DIECINUEVE

La empresa de limpieza tuvo una cancelación y me hizo un hueco. Por la tarde, mi casa estaba limpia y olía de maravilla. También habían cambiado el cristal roto, y los agujeros de bala estaban pintados de blanco, aunque quedaban hoyuelos en la pared. De todas formas, no tenía quejas.

John Burke no me había devuelto la llamada. Igual me había pasado de sutil; ya le dejaría un mensaje más directo después. Pero en aquel momento tenía cosas mejores en que pensar.

Me vestí para salir a hacer footing: unos pantalones cortos azul marino con borde blanco, unas zapatillas blancas con las costuras azul claro, unos calcetines cortos y una camiseta. Los pantalones eran de esos que tienen un bolsillo interior con cierre de velcro, y en él llevaba una pistola de cañón corto, concretamente una American: calibre 38 especial, de doce centímetros y doscientos gramos, casi como una pluma.

El bolsillo cerrado con velcro no era lo mejor para desenfundar deprisa, y tratándose de una derringer de dos disparos, un escupitajo resultaría más certero. Aunque los hombres de Gaynor no tenían intención de matarme. Sólo querían herirme un poquito, y para eso tendrían que acercarse y darme tiempo de sacar la pistola. Eso sí: después de disparar dos veces tendría problemas.

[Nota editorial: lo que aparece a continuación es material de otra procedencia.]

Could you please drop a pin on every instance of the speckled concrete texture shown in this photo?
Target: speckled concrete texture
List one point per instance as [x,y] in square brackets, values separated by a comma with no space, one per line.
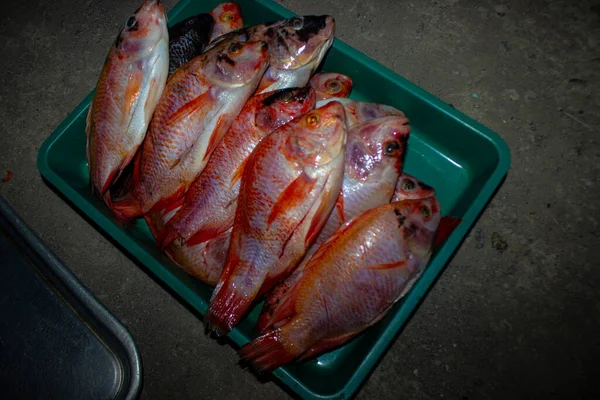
[514,315]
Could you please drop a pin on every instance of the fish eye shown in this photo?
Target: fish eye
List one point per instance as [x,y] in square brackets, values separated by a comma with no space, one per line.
[408,185]
[131,22]
[297,23]
[312,120]
[333,86]
[226,17]
[391,148]
[286,97]
[235,48]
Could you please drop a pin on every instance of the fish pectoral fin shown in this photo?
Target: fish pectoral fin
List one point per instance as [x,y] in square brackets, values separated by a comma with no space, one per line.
[183,155]
[216,136]
[291,196]
[285,310]
[132,93]
[394,265]
[237,175]
[196,105]
[320,216]
[209,232]
[339,205]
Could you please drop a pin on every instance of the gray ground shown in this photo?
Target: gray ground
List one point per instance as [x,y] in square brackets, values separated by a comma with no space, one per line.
[514,315]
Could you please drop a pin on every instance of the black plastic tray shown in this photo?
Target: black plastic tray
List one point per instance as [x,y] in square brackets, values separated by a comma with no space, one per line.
[57,341]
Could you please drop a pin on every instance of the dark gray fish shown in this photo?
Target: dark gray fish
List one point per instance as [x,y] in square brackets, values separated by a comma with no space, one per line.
[188,38]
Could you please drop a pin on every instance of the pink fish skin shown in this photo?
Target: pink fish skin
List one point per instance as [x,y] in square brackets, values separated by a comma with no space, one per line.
[358,111]
[288,188]
[198,106]
[203,261]
[374,155]
[228,18]
[129,86]
[350,283]
[209,206]
[329,85]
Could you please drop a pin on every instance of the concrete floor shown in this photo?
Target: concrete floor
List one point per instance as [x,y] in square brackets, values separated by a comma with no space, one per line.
[514,315]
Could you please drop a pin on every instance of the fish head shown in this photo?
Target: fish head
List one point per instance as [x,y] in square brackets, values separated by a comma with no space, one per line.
[281,106]
[418,221]
[300,41]
[196,23]
[410,188]
[143,30]
[228,16]
[331,84]
[236,63]
[376,148]
[317,137]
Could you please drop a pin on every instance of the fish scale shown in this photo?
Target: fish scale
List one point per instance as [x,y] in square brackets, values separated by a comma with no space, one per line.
[350,283]
[198,106]
[283,183]
[362,189]
[128,88]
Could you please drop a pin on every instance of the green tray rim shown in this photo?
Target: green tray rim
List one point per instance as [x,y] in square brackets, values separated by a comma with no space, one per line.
[412,299]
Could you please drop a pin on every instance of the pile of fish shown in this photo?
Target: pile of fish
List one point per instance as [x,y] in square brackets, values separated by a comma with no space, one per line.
[260,177]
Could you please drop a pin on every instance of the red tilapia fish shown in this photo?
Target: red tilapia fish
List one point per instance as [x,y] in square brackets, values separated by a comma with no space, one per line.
[296,46]
[131,82]
[203,261]
[374,156]
[331,85]
[358,111]
[350,283]
[228,18]
[288,188]
[209,206]
[198,106]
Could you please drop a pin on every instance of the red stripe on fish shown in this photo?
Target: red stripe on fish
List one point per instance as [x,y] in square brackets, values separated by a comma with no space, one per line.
[293,195]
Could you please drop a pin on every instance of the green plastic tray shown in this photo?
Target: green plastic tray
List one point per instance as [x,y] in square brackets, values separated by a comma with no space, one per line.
[463,160]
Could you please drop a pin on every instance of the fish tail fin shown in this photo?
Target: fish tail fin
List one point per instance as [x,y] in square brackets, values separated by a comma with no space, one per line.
[127,207]
[226,309]
[268,352]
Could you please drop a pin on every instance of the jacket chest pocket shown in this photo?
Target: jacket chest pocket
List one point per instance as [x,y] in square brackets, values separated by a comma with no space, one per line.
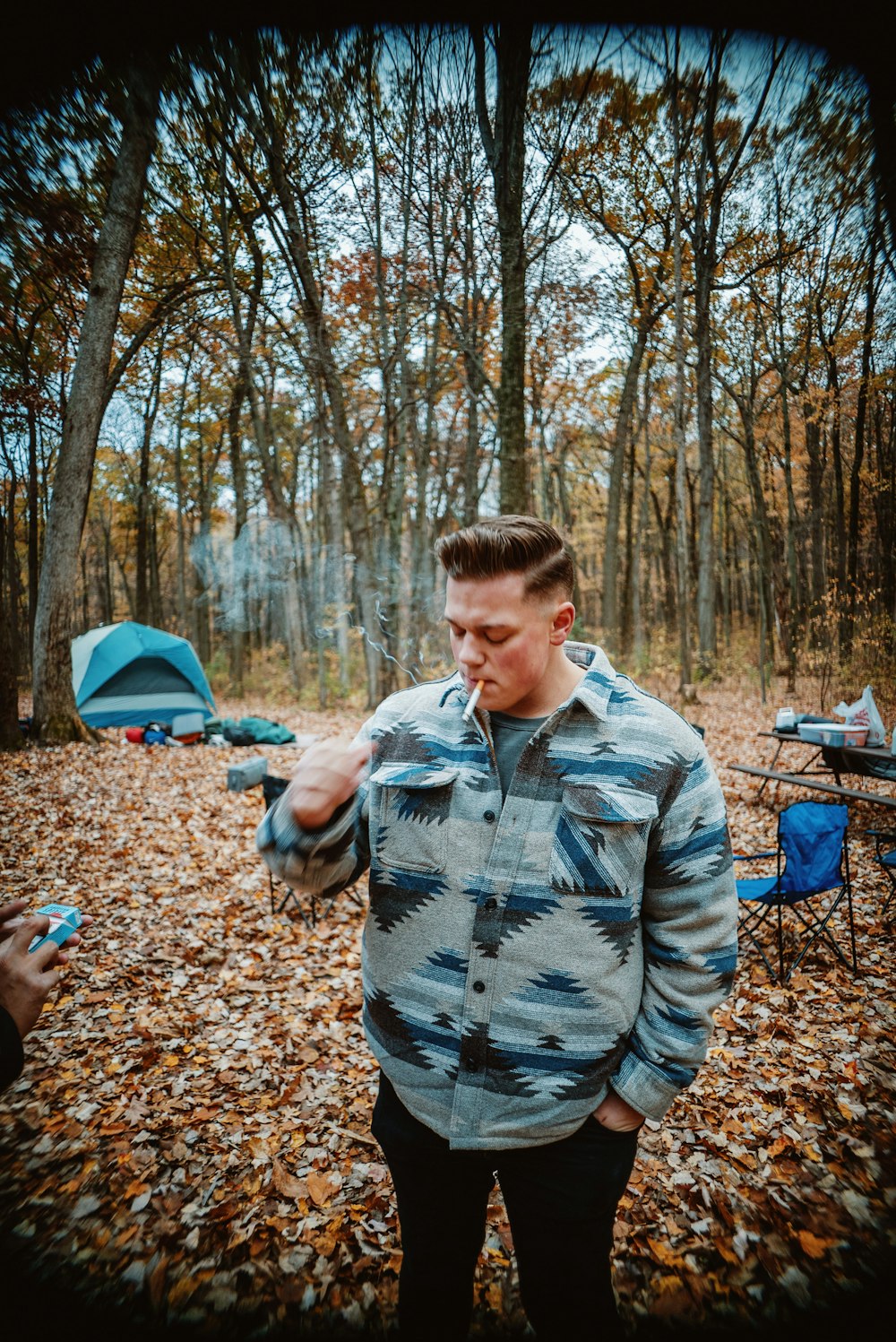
[412,807]
[601,842]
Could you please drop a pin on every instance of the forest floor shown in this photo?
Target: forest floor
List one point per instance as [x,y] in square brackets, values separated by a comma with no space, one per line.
[188,1149]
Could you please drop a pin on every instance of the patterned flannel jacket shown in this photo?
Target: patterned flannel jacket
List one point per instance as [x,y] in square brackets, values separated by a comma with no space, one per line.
[521,958]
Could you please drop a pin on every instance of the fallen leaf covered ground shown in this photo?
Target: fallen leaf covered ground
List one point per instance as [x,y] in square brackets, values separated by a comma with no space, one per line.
[189,1141]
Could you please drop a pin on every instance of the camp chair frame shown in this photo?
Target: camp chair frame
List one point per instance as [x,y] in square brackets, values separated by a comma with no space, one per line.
[274,786]
[887,859]
[771,896]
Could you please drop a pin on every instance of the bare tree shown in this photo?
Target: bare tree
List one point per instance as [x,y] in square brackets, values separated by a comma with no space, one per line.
[54,704]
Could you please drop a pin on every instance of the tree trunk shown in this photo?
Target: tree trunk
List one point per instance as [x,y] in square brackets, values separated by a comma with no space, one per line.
[621,437]
[143,493]
[54,704]
[680,442]
[504,145]
[861,411]
[323,362]
[10,736]
[34,529]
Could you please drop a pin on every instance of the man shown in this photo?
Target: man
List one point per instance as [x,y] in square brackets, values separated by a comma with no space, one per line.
[552,922]
[26,982]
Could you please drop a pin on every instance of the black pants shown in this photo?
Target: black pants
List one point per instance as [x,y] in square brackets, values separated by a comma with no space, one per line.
[561,1203]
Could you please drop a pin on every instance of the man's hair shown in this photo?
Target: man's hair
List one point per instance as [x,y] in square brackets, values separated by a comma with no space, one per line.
[512,544]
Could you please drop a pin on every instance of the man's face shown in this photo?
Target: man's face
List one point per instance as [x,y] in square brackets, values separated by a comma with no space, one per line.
[507,639]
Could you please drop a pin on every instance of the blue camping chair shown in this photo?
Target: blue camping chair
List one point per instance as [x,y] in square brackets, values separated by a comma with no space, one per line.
[885,859]
[813,861]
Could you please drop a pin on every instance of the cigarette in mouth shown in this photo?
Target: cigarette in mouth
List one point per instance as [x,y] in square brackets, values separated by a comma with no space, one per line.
[472,701]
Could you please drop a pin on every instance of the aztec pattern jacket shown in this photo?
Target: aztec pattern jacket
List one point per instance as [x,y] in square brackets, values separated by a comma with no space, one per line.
[521,958]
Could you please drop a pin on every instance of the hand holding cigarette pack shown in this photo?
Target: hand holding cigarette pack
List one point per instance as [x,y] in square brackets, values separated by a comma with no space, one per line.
[64,921]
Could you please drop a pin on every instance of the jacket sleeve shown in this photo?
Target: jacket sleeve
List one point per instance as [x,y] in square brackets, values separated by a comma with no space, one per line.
[318,861]
[11,1051]
[690,931]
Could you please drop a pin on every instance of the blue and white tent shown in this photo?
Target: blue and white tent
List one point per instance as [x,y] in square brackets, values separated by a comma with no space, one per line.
[126,675]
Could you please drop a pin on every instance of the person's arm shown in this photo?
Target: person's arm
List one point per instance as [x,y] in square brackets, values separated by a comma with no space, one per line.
[314,836]
[690,926]
[27,977]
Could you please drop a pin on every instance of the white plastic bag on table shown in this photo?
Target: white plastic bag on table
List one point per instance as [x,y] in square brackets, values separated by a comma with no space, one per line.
[864,713]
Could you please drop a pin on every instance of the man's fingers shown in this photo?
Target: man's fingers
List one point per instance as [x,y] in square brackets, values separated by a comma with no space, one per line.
[27,931]
[46,955]
[13,909]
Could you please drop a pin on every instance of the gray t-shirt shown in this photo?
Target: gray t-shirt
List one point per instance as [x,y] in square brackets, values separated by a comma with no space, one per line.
[510,734]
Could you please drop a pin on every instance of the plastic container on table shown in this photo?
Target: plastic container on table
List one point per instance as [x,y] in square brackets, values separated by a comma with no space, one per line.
[831,734]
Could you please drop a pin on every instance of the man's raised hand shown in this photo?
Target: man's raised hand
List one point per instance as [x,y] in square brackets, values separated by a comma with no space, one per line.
[328,775]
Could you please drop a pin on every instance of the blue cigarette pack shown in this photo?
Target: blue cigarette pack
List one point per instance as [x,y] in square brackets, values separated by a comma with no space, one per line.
[64,921]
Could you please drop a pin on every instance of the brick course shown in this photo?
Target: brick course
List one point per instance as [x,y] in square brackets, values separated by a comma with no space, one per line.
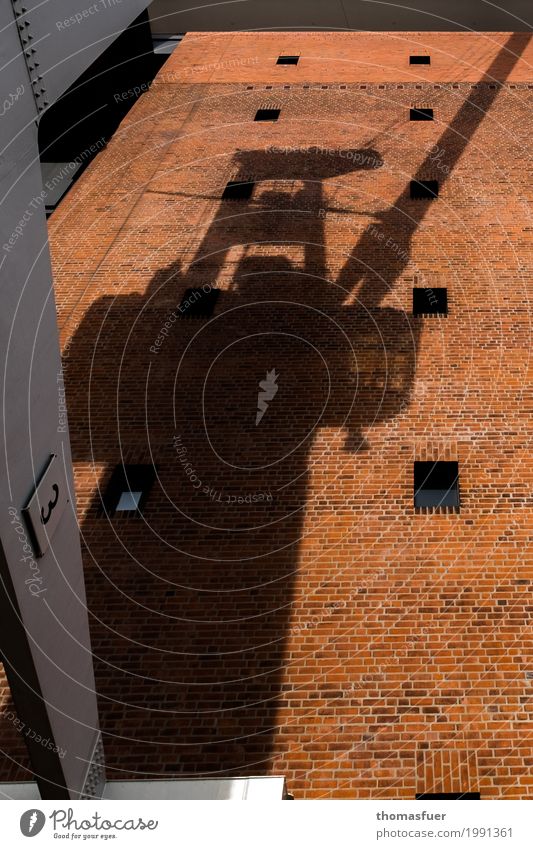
[324,630]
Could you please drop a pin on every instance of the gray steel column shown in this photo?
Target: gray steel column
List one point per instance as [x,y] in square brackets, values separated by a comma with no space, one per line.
[44,629]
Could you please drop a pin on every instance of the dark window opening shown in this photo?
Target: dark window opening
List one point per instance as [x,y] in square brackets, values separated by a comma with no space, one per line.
[267,114]
[471,796]
[238,190]
[430,301]
[420,113]
[198,303]
[424,189]
[436,484]
[128,490]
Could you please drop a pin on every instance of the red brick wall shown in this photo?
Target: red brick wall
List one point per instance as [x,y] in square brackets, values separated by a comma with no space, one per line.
[329,633]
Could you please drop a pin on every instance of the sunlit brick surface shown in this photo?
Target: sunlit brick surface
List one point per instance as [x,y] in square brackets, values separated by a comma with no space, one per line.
[281,608]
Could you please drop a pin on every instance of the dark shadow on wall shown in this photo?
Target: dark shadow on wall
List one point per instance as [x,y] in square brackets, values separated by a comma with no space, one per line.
[191,602]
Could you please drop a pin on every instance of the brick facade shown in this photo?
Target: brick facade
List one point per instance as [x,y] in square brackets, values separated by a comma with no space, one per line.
[280,607]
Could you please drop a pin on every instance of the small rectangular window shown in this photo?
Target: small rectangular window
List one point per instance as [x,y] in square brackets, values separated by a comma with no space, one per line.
[287,60]
[128,489]
[198,303]
[267,114]
[238,190]
[430,301]
[424,189]
[436,484]
[446,796]
[420,113]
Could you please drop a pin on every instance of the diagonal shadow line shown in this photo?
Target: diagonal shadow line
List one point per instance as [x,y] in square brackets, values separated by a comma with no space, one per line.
[454,136]
[404,216]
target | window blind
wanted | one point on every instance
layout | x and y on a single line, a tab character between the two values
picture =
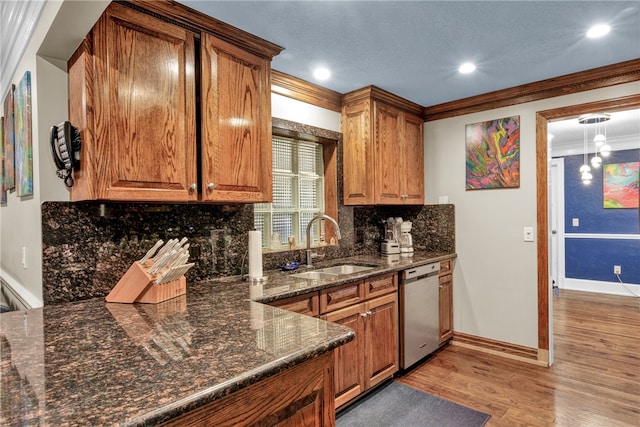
298	194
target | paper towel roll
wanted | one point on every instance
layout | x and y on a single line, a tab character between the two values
255	254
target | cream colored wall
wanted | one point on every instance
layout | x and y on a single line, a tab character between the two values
297	111
20	223
495	277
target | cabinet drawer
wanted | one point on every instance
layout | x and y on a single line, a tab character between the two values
341	296
446	266
380	285
445	279
303	304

Había intentado dar con la forma de llevar una 9 mm, pero no se puede correr y, a la vez, ir armada hasta los dientes, Putas decisiones.

Veronica Sims, más conocida como Ronnie, me esperaba en el salón. Mide uno setenta y cinco, es rubia y tiene los ojos grises. A veces contratamos sus servicios de detective en Reanimators, Inc., y hacemos ejercicio juntas al menos dos veces por semana, salvo si una de las dos está de viaje, herida o hasta el cuello de vampiros. Las dos últimas cosas ocurren con más frecuencia de la deseable.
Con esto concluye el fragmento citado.